This is the official repository of NeurIPS 2023 paper VALOR.
Modality-Independent Teachers Meet Weakly-Supervised Audio-Visual Event Parser
Yung-Hsuan Lai, Yen-Chun Chen, Yu-Chiang Frank Wang
- Ubuntu version: 20.04.6 LTS
- CUDA version: 11.4
- Testing GPU: NVIDIA GeForce RTX 3090
A conda environment named valor
can be created and activated with:
conda env create -f environment.yaml
conda activate valor
We recommend directly work with our pre-extracted features for simplicity. If you still wish to run feature extraction and pseudo-label generation yourself, please follow the below optional instructions.
Video downloading (optional)
One may download the videos listed in a csv file with the following command. We provide an example.csv to demonstrate the process of downloading a video.python ./utils/download_dataset.py --videos_saved_dir ./data/raw_videos --label_all_dataset ./data/example.csv
After downloading the videos to data/raw_videos/
, one should extract video frames in 8fps from each video with the following command. We show the frame extraction of the video downloaded from the above command.
python ./utils/extract_frames.py --video_path ./data/raw_videos --out_dir ./data/video_frames
However, there are some potential issues when using these downloaded videos.

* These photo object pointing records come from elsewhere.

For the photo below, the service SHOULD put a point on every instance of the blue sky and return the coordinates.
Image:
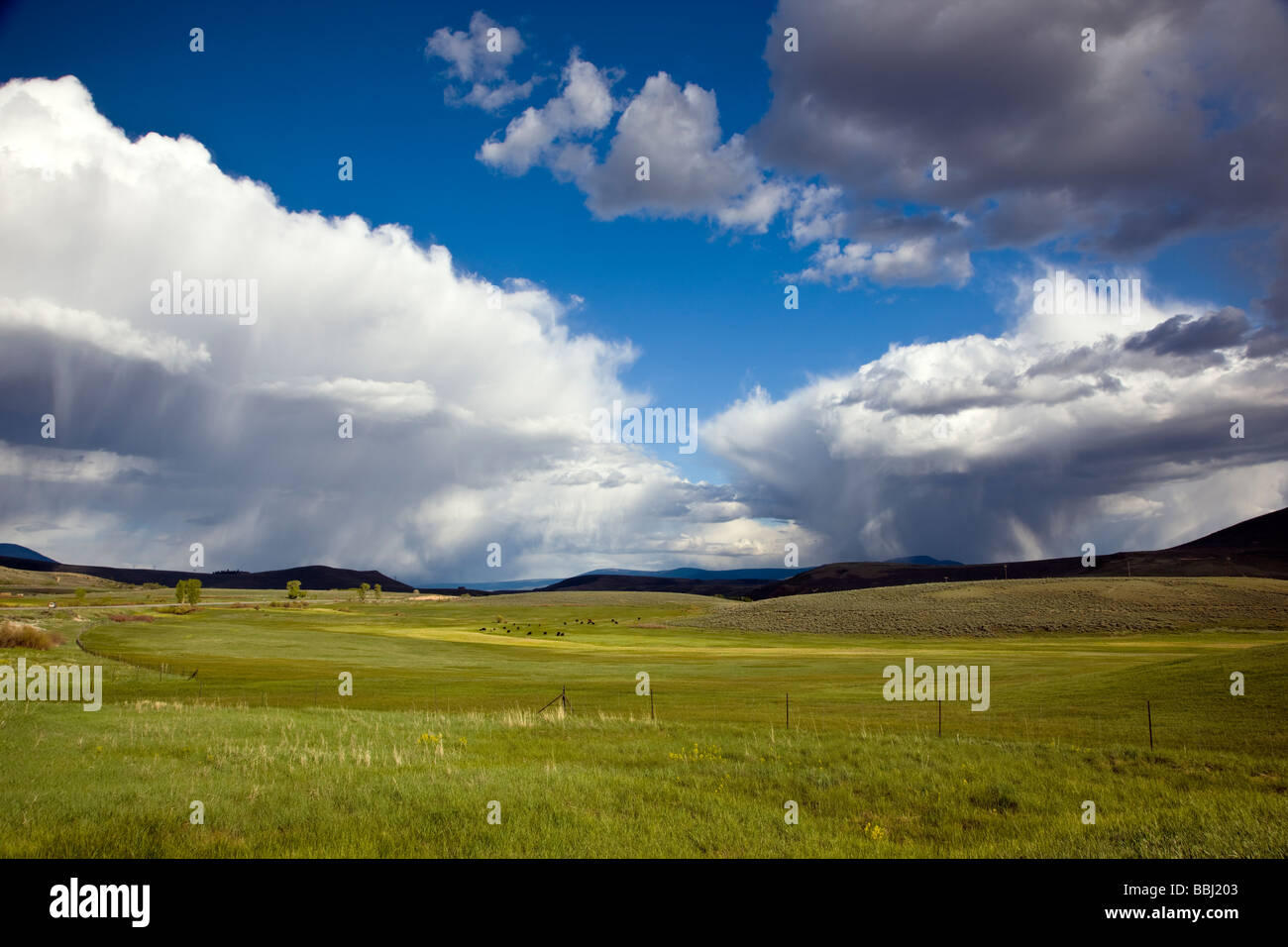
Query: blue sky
(278, 95)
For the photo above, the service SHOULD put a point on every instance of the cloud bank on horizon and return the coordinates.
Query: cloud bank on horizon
(472, 402)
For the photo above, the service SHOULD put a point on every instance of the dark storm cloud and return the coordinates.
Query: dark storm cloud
(1122, 149)
(1185, 335)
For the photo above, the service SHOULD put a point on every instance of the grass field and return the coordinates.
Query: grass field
(443, 720)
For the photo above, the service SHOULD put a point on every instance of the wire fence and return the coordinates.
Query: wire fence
(784, 703)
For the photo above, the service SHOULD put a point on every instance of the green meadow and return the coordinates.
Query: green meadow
(455, 711)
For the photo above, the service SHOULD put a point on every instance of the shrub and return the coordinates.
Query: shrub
(20, 634)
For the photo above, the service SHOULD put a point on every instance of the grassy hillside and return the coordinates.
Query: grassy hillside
(1060, 605)
(443, 719)
(26, 579)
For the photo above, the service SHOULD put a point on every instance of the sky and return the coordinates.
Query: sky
(494, 274)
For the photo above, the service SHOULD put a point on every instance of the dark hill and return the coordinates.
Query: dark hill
(12, 551)
(313, 578)
(1256, 548)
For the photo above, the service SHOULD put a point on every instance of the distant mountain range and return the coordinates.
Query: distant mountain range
(314, 578)
(12, 551)
(1254, 548)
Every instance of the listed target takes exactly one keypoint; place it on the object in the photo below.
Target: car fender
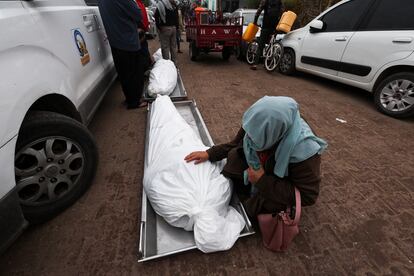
(408, 61)
(294, 40)
(28, 73)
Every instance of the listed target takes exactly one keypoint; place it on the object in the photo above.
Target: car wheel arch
(56, 103)
(390, 71)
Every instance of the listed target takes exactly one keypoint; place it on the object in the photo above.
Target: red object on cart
(209, 32)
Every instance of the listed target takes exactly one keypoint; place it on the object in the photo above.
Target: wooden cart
(208, 32)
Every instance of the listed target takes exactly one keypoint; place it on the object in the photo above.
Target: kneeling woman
(274, 152)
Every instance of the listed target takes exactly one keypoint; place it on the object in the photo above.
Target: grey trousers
(168, 39)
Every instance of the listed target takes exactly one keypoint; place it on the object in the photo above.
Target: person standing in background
(121, 20)
(166, 19)
(180, 29)
(143, 40)
(272, 12)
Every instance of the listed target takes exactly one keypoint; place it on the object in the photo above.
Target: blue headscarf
(274, 120)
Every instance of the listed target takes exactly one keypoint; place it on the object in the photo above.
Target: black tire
(226, 53)
(394, 104)
(193, 51)
(287, 62)
(251, 52)
(58, 130)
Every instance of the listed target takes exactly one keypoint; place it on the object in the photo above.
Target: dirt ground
(362, 224)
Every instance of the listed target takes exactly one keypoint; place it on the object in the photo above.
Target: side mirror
(316, 26)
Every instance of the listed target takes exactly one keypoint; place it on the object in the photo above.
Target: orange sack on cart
(286, 22)
(250, 32)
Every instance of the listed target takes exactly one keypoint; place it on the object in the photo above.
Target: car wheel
(251, 52)
(226, 53)
(287, 62)
(193, 51)
(394, 96)
(55, 163)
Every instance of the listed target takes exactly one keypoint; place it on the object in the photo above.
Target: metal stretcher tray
(178, 94)
(157, 237)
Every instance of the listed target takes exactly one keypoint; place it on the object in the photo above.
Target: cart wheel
(226, 53)
(251, 52)
(193, 51)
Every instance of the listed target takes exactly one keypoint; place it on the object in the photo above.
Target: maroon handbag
(278, 230)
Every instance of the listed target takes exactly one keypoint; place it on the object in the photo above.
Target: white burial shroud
(193, 197)
(163, 78)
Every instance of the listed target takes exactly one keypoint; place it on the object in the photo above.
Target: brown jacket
(274, 192)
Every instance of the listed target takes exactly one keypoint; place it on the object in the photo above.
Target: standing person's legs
(264, 38)
(173, 45)
(178, 40)
(142, 63)
(165, 34)
(125, 64)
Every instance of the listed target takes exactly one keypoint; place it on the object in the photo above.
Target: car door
(104, 48)
(69, 30)
(322, 50)
(386, 35)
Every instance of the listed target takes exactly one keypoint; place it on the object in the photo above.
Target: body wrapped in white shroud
(193, 197)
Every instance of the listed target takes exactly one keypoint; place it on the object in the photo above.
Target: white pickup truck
(55, 68)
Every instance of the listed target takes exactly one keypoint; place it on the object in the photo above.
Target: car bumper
(11, 220)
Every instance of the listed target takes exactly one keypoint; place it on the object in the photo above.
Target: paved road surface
(362, 224)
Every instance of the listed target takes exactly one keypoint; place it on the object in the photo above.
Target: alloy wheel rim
(47, 169)
(397, 95)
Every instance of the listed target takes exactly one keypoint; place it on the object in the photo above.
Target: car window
(391, 15)
(345, 17)
(91, 2)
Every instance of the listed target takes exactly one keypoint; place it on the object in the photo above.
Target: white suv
(55, 67)
(364, 43)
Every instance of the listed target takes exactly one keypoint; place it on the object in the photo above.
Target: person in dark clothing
(121, 20)
(272, 12)
(166, 19)
(274, 152)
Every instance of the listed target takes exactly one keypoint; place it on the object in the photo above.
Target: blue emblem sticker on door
(81, 46)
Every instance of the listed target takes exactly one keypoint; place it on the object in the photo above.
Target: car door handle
(402, 40)
(341, 38)
(90, 22)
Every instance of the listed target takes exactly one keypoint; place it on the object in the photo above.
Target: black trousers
(130, 67)
(265, 35)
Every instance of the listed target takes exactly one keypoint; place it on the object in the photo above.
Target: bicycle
(272, 52)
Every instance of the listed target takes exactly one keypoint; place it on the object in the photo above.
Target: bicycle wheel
(273, 60)
(251, 52)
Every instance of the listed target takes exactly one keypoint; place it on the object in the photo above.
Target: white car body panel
(375, 49)
(326, 46)
(39, 56)
(7, 167)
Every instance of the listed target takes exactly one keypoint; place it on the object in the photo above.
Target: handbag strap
(285, 215)
(298, 206)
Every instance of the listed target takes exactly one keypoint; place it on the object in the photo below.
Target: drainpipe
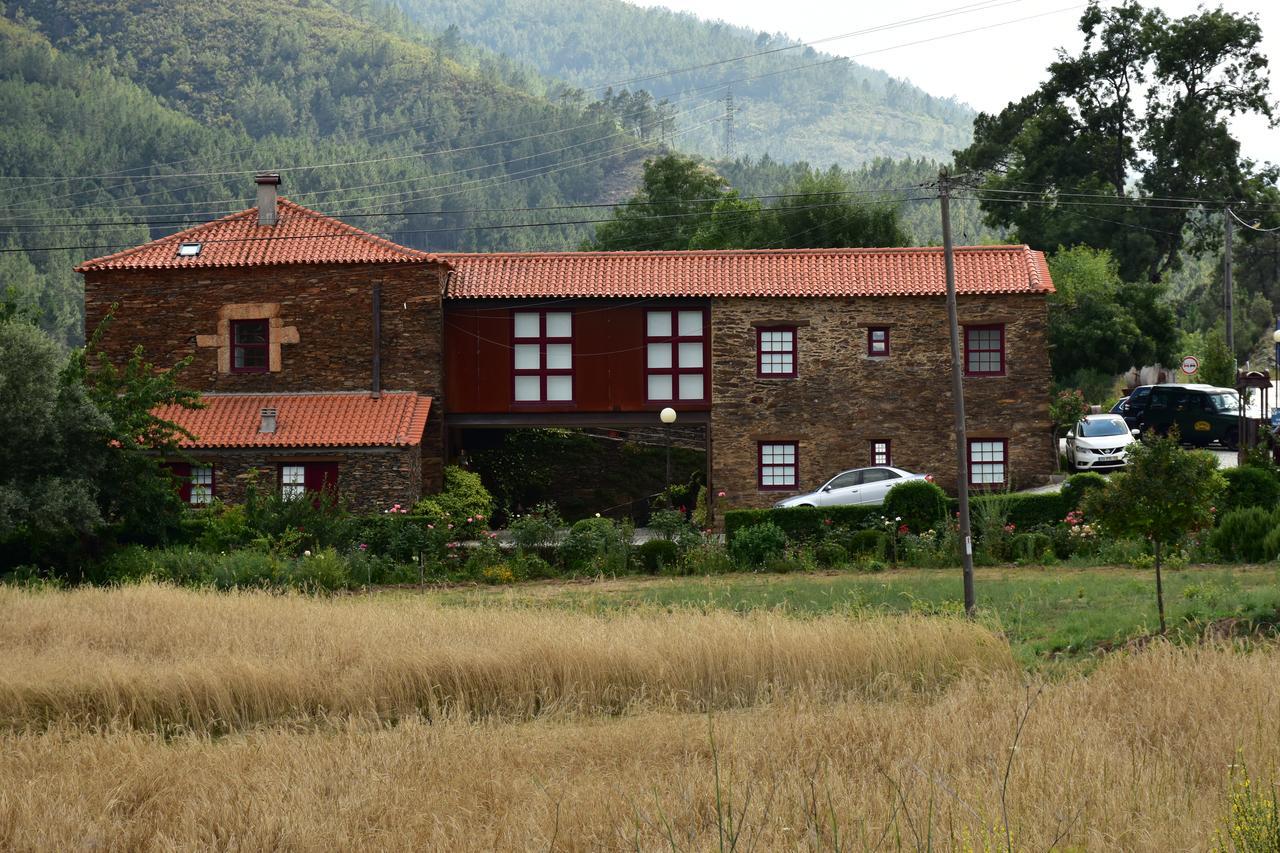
(376, 384)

For more details, please see here.
Please download LLP dataset annotations (6 csv files) from AVVP-ECCV20 and put in data/
.
Please download audio features (VGGish), 2D visual features (ResNet152), and 3D visual features (ResNet (2+1)D) from AVVP-ECCV20 and put in data/feats/
Option 1. Please download visual features and segment-level pseudo labels from CLIP from this Google Drive link, put in data/
, and unzip the file with the following command:
unzip CLIP.zip
Option 2
The visual features and pseudo labels can also be generated with the following command if the video frames from all videos are prepared in data/video_frames/
:
python ./utils/clip_preprocess.py --print_progress
For example, the features and pseudo labels of the video downloaded above can be generated in data/example_v_feats/
and data/example_v_labels/
, respectively, with the following command:
python ./utils/clip_preprocess.py --label_all_dataset ./data/example.csv --pseudo_labels_saved_dir ./data/example_v_labels --visual_feats_saved_dir ./data/example_v_feats --print_progress
Option 1. Please download audio features and segment-level pseudo labels from CLAP from this Google Drive link, put in data/
, and unzip the file with the following command:
unzip CLAP.zip
Option 2
The audio features and pseudo labels can also be generated with the following command if raw videos are prepared in data/raw_videos/
:
python ./utils/clap_preprocess.py --print_progress
For example, the features and pseudo labels of the video downloaded above can be generated in data/example_a_feats/
and data/example_a_labels/
, respectively, with the following command:
python ./utils/clap_preprocess.py --label_all_dataset ./data/example.csv --pseudo_labels_saved_dir ./data/example_a_labels --audio_feats_saved_dir ./data/example_a_feats --print_progress
Please make sure that the file structure is the same as the following.
File structure
> data/
├── AVVP_dataset_full.csv
├── AVVP_eval_audio.csv
├── AVVP_eval_visual.csv
├── AVVP_test_pd.csv
├── AVVP_train.csv
├── AVVP_val_pd.csv
├── feats/
│ └── r2plus1d_18/
│ └── res152/
│ └── vggish/
├── CLIP/
│ └── features/
│ └── segment_pseudo_labels/
├── CLAP/
│ └── features/
│ └── segment_pseudo_labels/
├── video_frames/ (optional)
│ └── 00BDwKBD5i8/
│ └── 00fs8Gpipss/
│ └── ...
└── raw_videos/ (optional)
└── 00BDwKBD5i8.mp4
└── 00fs8Gpipss.mp4
└── ...
Please download the trained models from this Google Drive link and put the models in their corresponding model directory.
File structure
> models/
├── model_VALOR/
│ └── checkpoint_best.pt
├── model_VALOR+/
│ └── checkpoint_best.pt
└── model_VALOR++/
└── checkpoint_best.pt
We provide some sample scripts for training VALOR, VALOR+, and VALOR++.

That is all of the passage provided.